The St. Croix Valley and U.S. of A. are far different places today than on September 10, 2001, the day before hijacked planes hit and destroyed the World Trade Center, severely damaged the Pentagon, and augered into a hemlock grove in rural Shanksville, Pennsylvania.

The Shanksville site became a national memorial, and an inscription etched in glass at an observation deck reads, “A common field one day. A field of honor forever.” It served as the memorial’s mission statement during early planning stages and came from Stephan Ruda, a member of the Los Angeles Fire Department. Shortly after the attacks, Ruda wrote the message on his handmade quilt and sent it the Shanksville scene.

What about another common field?

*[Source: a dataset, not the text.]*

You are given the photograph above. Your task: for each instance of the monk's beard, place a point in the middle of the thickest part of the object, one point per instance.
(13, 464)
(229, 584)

Baseball. Played on a field. America’s pastime. Following the terrorist attacks, Major League Baseball immediately canceled its games on September 11th, a Tuesday, and later, canceled all games for the rest of the week. They resumed on the following Monday and still played out a full, 162 game schedule.

New York is the world’s greatest city and has its Mets and Yankees. Both are bound by post-9/11 stories. On September 21st, the Mets were at home for the first time since 9/11 and played the Atlanta Braves, a big rival. Before the first pitch, players and coaches from both teams met on the field and hugged one another. Liza Minnelli brought the stadium down with a five-plus minute version of New York, New York during the seventh inning stretch. Trailing 2-1 in the bottom of the 8th inning, the Mets Mike Piazza hit a two-run homer for a lead they’d keep. The crowd of over 41,000, including almost 10,000 walk-ups who bought tickets at the gate, burst into cheers of USA! USA! NYC finally had something to feel good about. Did Hollywood write the script?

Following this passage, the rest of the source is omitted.